I have been enjoying reading Barry Smith's blogs recently. Barry teaches French at the Michaela Community School in Brent, London. He is full of enthusiasm for his work in what is a brand new "free school". He is proud to be something of a maverick in that he rejects what he sees as the language teaching orthodoxy of the moment. I think I represent him correctly when I say that he rejects the use of single word target language teaching with pictures, avoidance of English and translation, traditional textbook grading of grammar and vocabulary (although he clearly believes in simplifying and selecting for clarity), textbooks, strict lesson plans, teaching "topics". He embraces close analysis of texts and the written word, use of parallel texts, learning useful set phrases, close translation, dictation, quick-fire target language question-answer, a teacher-led didactic approach.
Barry sees the current "orthodoxy" as lacking challenge, patronising and failing. He believes language teachers should be more challenging, place the emphasis on literacy and use of the first language; in short he thinks we should "teach like linguists".
For a flavour of Barry's thinking: https://hackingattheroots.wordpress.com/
Barry's passion for what he is doing in his school, and his pride in the school, border on the evangelical and I can't fault him for that. From what he says, it works, the children are motivated and making excellent progress. Barry and the students are also having fun in a shared process of learning. It's what all teachers long for.
Barry is not the only teacher to challenge "orthodoxy" (I write this word between quotation marks because I am not persuaded that there is a language teaching orthodoxy as such in UK schools).
I am interested to follow on Twitter American teachers who are evangelical about the TPRS approach. (Teaching Proficiency through Reading and Storytelling). I might as well quote the Wikipedia definition of this approach:
TPRS lessons use a mixture of reading and storytelling to help students learn a language. The method works in three steps: in step one the new vocabulary to be learned is taught using a combination of translation, gestures and personalized questions;
in step two those structures are used in a spoken class story; and
finally, in step three, these same structures are used in a class
reading. Throughout these three steps, the teacher will use a number of techniques to help make the target language comprehensible,
including careful limiting of vocabulary, constant asking of easy
comprehension questions, frequent comprehension checks, and very short grammar explanations known as "pop-up grammar". Many teachers also assign additional reading activities and there have been several easy short novels written by TPRS teachers for this purpose.

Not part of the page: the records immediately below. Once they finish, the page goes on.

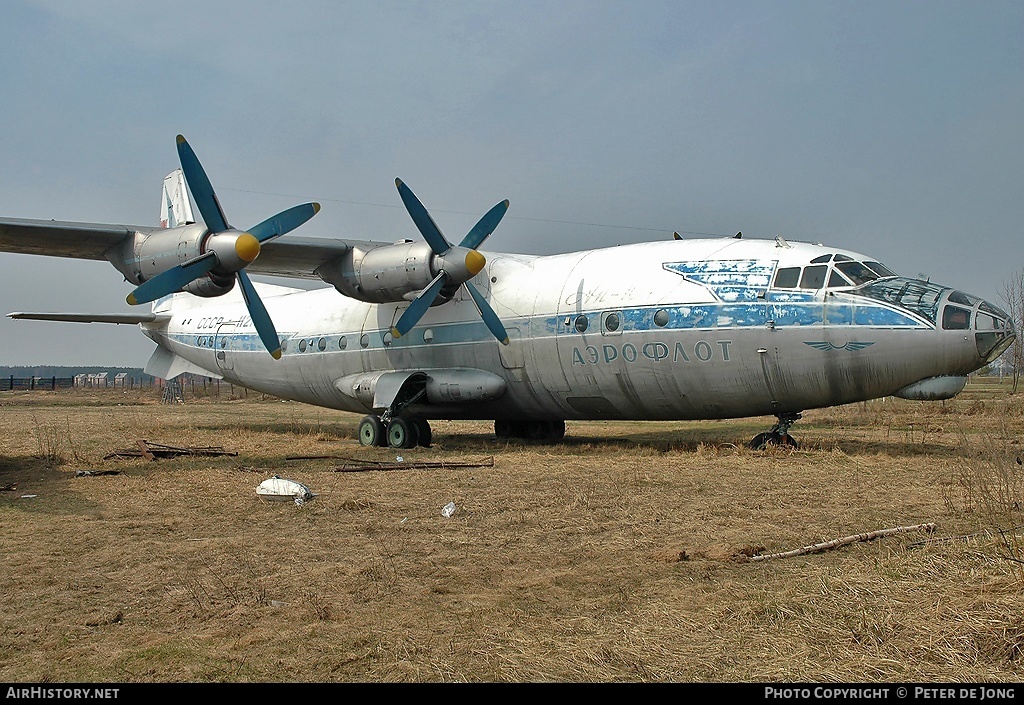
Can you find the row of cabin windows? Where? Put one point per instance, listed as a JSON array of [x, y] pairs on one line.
[[323, 343]]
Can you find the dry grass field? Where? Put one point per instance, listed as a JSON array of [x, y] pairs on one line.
[[625, 553]]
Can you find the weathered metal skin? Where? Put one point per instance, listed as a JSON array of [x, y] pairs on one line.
[[669, 330]]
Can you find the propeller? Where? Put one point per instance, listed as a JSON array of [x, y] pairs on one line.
[[228, 251], [455, 264]]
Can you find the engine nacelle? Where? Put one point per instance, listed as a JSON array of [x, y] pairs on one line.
[[210, 286], [392, 273], [144, 256]]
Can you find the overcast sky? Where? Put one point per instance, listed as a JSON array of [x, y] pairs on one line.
[[894, 129]]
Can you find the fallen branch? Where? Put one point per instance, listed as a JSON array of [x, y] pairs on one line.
[[152, 451], [818, 547], [357, 465]]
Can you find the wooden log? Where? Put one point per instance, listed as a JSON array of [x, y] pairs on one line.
[[827, 545]]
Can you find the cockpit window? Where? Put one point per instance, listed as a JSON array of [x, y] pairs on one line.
[[856, 272], [787, 278], [814, 277], [962, 298], [988, 307], [918, 295], [837, 280], [954, 318]]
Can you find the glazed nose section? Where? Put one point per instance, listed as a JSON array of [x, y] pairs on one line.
[[993, 331]]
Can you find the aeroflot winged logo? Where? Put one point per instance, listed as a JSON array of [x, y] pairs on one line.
[[852, 345]]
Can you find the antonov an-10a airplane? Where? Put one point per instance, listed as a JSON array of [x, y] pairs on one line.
[[416, 330]]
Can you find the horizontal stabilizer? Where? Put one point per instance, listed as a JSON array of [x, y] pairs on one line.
[[166, 365], [91, 318]]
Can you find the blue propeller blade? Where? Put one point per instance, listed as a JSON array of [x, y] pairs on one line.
[[419, 305], [489, 317], [202, 190], [285, 221], [428, 229], [172, 280], [484, 225], [261, 319]]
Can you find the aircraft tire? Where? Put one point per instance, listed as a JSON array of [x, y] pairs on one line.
[[762, 441], [371, 431], [402, 432]]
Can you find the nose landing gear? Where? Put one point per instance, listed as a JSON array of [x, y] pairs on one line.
[[779, 433]]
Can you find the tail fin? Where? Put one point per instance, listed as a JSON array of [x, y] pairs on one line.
[[175, 208]]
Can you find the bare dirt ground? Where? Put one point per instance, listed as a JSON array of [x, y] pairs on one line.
[[628, 552]]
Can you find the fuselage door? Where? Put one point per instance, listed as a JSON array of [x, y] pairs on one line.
[[222, 345]]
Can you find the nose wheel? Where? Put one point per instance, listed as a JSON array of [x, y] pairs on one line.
[[397, 431], [779, 433]]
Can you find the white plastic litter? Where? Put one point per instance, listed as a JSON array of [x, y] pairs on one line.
[[280, 490]]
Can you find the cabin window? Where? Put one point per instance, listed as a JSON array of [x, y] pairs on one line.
[[881, 268], [611, 322], [787, 278], [954, 318], [814, 277]]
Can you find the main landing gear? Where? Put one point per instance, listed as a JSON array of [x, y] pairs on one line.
[[779, 433], [394, 431], [530, 429]]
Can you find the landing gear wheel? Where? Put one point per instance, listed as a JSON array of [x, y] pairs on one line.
[[371, 431], [402, 432], [772, 438]]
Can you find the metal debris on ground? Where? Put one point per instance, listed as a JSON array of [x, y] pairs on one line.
[[359, 465], [152, 451]]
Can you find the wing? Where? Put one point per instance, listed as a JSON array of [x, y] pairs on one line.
[[61, 239], [294, 257], [132, 319]]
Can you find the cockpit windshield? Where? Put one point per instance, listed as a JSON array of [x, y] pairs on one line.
[[844, 272], [918, 295]]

Teachers who embrace this approach, started by Spanish teacher Blaine Roy in 1990, are heavily influenced by the "comprehensible input" acquisition hypotheses of Stephen Krashen. They attack traditional grammatical, "drill and kill" approaches, conjugations, textbook teaching and over-emphasis on grammatical analysis. They use their own jargon which most teachers would not recognise such as "affective filter" (taken from Dulay, Burt and Krashen). They say their students make great progress and enjoy lessons. For more on TPRS try this: http://www.tprstories.com/what-is-tprs
Another body of teachers strongly advocate the AIM language Learning approach. AIM stands for Accelerative Integrative Methodology. This approach, developed by Wendy Maxwell, makes great use of gesture, mime, speaking, play-acting, task-based activity, an inductive approach to grammar, simplified vocabulary and group cooperation. Sylvia Duckworth and Pauline Galea, two Canadian teachers, who you can find on Twitter, are passionate about this approach, along with many others in various countries. As with the TPRS approach, grammar is somewhat downgraded in importance, there is focus on target language, but less emphasis is placed on "input at all costs".

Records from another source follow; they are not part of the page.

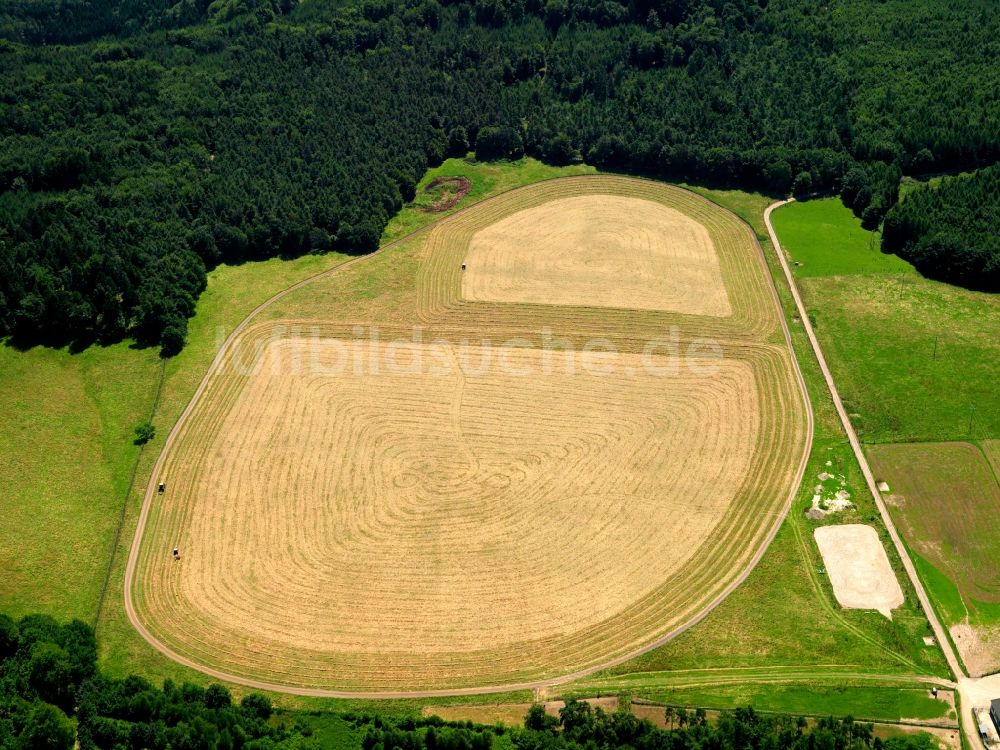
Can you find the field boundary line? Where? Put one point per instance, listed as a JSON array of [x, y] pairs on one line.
[[150, 495], [128, 494]]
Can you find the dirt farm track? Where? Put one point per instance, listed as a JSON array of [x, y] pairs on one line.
[[535, 439]]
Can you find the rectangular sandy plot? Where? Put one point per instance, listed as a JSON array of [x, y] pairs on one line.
[[598, 251], [858, 567]]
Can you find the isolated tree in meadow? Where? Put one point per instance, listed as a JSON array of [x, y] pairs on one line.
[[144, 432], [669, 714], [217, 696], [802, 184]]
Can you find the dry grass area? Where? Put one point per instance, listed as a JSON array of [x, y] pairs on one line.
[[362, 514], [578, 251], [859, 568]]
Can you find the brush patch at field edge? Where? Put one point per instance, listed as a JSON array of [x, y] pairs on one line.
[[859, 568]]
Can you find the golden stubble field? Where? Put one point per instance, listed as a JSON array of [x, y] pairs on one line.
[[399, 479]]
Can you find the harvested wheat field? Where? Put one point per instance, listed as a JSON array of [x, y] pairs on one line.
[[361, 506], [578, 251]]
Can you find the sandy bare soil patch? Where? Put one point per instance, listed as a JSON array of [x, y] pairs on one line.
[[858, 567], [598, 251]]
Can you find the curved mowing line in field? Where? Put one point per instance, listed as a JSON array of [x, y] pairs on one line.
[[223, 637]]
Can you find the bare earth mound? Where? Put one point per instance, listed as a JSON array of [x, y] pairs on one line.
[[361, 513], [598, 251], [858, 567]]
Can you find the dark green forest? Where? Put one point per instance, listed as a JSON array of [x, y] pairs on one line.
[[145, 141], [581, 727], [53, 695], [951, 231]]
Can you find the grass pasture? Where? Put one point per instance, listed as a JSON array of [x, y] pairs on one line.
[[67, 451], [552, 496], [945, 498], [914, 359]]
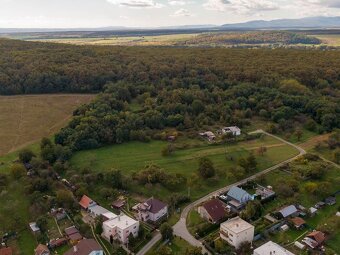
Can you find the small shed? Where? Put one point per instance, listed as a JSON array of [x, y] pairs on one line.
[[34, 227]]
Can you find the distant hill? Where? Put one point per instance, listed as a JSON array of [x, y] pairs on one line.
[[311, 22]]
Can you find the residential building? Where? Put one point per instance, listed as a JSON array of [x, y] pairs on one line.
[[97, 211], [213, 210], [73, 235], [6, 251], [151, 210], [34, 227], [208, 135], [86, 202], [314, 239], [235, 131], [289, 211], [41, 250], [86, 247], [236, 231], [330, 201], [120, 228], [264, 193], [271, 248], [238, 198], [298, 222]]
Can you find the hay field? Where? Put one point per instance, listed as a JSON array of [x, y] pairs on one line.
[[25, 119]]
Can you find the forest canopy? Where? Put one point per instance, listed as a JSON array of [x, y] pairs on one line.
[[145, 89]]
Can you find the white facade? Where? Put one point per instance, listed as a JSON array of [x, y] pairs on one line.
[[271, 248], [120, 228], [236, 231]]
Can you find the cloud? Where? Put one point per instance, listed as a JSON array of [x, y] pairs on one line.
[[324, 3], [177, 2], [241, 6], [182, 13], [136, 3]]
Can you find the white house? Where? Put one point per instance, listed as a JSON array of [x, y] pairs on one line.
[[151, 210], [236, 231], [86, 247], [271, 248], [119, 228], [236, 131]]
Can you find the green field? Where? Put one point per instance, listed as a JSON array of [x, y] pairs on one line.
[[178, 246], [133, 156]]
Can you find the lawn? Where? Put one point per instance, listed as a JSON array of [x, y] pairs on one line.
[[178, 246], [26, 119], [133, 156], [307, 200]]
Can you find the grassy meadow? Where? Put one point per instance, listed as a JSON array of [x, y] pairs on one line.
[[25, 119], [134, 156]]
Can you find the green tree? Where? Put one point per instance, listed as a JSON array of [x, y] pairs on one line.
[[17, 171], [206, 168], [166, 231]]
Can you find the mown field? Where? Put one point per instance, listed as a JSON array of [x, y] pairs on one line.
[[134, 156], [25, 119]]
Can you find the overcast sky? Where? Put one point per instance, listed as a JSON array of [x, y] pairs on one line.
[[154, 13]]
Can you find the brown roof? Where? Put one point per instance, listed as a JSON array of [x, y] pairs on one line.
[[6, 251], [297, 221], [85, 201], [118, 203], [84, 247], [215, 208], [71, 230], [41, 249], [155, 205], [318, 236]]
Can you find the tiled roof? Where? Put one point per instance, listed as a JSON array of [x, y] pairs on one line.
[[318, 236], [84, 247], [287, 211], [238, 194], [215, 209], [85, 202]]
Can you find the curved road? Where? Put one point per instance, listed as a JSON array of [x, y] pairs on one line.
[[180, 228]]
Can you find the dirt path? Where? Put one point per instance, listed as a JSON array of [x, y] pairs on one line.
[[180, 228]]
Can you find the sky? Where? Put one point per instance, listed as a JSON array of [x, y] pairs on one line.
[[154, 13]]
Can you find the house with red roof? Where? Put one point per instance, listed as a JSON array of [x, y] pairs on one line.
[[86, 247], [151, 210], [314, 239], [41, 250], [213, 210], [6, 251], [86, 202]]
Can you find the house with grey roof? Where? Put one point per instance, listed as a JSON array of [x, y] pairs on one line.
[[289, 211], [238, 198], [151, 210]]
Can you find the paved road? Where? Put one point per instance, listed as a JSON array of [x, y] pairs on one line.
[[149, 245], [180, 228]]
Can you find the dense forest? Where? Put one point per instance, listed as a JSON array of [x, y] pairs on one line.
[[255, 37], [145, 89]]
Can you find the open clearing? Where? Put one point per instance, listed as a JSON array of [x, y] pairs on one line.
[[25, 119], [134, 156]]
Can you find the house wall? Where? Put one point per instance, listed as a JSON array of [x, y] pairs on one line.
[[123, 234], [97, 253], [160, 214], [235, 239], [204, 214]]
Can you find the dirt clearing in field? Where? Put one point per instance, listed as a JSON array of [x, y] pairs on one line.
[[25, 119]]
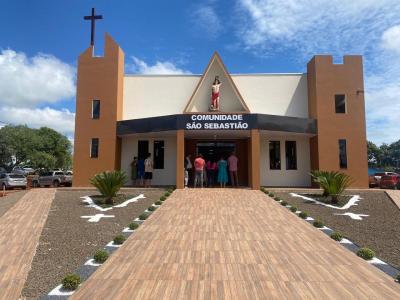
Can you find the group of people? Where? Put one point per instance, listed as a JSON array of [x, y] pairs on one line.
[[142, 171], [207, 173]]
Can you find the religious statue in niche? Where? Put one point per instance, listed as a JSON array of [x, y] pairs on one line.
[[215, 94]]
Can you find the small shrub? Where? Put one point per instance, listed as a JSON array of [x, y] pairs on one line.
[[133, 226], [109, 183], [332, 183], [71, 282], [143, 216], [365, 253], [303, 215], [119, 239], [101, 256], [318, 223], [337, 236]]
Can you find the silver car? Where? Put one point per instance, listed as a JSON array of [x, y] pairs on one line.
[[54, 178], [25, 170], [9, 181]]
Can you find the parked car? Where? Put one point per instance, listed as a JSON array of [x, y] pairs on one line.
[[53, 178], [9, 181], [390, 182], [23, 170], [374, 180]]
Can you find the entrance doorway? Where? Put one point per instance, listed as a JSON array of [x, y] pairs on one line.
[[213, 150]]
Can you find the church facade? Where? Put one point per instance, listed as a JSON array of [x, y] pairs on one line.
[[280, 126]]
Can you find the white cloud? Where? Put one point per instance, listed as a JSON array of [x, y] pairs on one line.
[[28, 81], [207, 20], [159, 68], [60, 120], [314, 25], [391, 39], [336, 27]]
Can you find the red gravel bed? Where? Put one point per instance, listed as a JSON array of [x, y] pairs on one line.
[[379, 231], [67, 240]]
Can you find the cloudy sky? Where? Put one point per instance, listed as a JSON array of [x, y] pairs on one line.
[[40, 42]]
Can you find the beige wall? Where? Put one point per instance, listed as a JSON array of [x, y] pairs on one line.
[[325, 80], [98, 78], [283, 177], [166, 176]]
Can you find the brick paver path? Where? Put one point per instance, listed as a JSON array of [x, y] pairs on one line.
[[233, 244], [20, 230]]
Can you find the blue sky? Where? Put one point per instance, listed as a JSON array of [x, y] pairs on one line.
[[41, 40]]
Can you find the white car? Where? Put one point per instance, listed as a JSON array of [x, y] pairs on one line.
[[9, 181], [23, 170]]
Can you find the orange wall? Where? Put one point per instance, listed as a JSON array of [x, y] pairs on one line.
[[98, 78], [326, 79]]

All three of these approaches seem to work for their advocates, even though there are significant differences between them. Barry's places unusual reliance on translation and grammatical analysis, TPRS lays the stress on reading and input, AIM on play-acting. Barry's approach makes language and grammar central, TPRS places meaningful messages at the centre, whilst AIM focuses on activity.
My guess would be that, in practice, the three approaches have quite a bit in common too. They all involve plenty of target language input, they all involve listening, reading and speaking in some form, and, crucially, they all require enthusiastic teachers to make them work.

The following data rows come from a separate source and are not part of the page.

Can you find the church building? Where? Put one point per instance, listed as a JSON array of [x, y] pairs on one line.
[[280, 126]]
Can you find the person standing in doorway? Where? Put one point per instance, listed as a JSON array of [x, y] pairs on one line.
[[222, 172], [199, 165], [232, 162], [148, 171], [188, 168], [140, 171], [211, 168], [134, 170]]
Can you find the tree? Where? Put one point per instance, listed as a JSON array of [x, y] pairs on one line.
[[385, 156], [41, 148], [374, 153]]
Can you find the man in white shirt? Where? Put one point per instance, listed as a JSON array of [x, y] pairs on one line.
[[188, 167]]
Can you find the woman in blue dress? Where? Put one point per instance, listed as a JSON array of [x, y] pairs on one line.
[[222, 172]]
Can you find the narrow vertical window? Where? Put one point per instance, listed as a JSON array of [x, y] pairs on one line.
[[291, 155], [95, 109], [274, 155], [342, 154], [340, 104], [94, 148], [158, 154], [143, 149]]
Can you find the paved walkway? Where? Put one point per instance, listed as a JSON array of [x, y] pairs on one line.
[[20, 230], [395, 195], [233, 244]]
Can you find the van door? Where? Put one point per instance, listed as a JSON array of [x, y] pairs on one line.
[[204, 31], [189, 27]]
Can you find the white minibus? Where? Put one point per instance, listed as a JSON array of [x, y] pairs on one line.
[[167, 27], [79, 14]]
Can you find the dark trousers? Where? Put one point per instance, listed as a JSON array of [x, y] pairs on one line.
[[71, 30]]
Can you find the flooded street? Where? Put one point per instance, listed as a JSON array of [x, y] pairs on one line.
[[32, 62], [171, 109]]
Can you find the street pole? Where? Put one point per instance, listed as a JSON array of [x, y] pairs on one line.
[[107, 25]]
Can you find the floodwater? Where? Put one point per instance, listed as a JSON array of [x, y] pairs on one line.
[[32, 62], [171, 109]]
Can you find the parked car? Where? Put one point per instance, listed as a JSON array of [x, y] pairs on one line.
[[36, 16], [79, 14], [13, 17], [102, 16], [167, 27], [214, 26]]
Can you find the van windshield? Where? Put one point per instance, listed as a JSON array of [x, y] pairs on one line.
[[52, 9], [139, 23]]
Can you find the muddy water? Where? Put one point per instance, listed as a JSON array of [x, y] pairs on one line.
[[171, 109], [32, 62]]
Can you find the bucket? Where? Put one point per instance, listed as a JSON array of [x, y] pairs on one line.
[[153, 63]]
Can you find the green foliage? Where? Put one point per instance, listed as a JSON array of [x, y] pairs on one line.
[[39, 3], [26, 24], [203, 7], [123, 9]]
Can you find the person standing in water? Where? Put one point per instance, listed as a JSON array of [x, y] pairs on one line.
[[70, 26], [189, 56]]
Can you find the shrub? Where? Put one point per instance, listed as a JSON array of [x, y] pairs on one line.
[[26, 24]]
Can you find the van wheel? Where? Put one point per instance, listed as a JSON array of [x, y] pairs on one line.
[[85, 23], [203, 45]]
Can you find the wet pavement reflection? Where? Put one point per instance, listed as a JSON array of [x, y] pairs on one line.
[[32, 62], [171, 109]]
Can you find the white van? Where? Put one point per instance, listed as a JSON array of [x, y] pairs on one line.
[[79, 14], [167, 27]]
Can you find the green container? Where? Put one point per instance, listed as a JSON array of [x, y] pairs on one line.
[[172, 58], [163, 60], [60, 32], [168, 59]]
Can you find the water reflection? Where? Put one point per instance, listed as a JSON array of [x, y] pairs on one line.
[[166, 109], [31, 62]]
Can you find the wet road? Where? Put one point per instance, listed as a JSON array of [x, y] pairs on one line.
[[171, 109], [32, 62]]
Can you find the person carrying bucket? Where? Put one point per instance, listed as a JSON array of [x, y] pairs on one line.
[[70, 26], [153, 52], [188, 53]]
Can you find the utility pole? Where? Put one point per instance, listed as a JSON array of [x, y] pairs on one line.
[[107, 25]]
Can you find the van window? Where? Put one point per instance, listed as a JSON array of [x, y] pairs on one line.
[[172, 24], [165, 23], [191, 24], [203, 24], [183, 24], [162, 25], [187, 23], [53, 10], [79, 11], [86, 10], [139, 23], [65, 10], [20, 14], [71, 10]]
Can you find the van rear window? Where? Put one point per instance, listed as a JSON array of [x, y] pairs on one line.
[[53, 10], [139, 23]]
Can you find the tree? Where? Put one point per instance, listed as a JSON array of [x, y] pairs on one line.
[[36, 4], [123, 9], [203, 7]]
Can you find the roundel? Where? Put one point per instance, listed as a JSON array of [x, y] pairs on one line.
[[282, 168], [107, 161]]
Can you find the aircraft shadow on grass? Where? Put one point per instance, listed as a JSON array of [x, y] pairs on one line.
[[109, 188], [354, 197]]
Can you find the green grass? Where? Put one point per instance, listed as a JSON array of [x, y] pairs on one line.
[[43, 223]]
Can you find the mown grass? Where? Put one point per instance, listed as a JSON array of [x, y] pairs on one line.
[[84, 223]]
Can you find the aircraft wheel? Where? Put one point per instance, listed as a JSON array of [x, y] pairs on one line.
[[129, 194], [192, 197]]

The history of language teaching is characterised by methods which have failed for most children: grammar-translation, audio-lingualism, the strong communicative approach, situational, and functional-notional approaches. I bet that in the right hands and with adequate time and lesson spacing allocated to language teaching all of them could work with most children. In any case, teachers rarely stick dogmatically to one method. I tend more and more to the belief, expressed once by Brian Page, that we shall never have a convincing theory of second language learning and teaching which can point teachers to the "best way" of teaching a language. There will never be a best way for all learners and teachers in all contexts.
Is this another way of saying "anything goes"? Not really. Students need lots of TL input at the right level, some grading, some analysis, lots of practice and activities which hold interest and motivate.
In the end, if the teacher is enthusiastic about their approach and gets the children to buy into it, if a school's structures create a good learning environment, it will work for the majority. The key is to do things well and with a passion.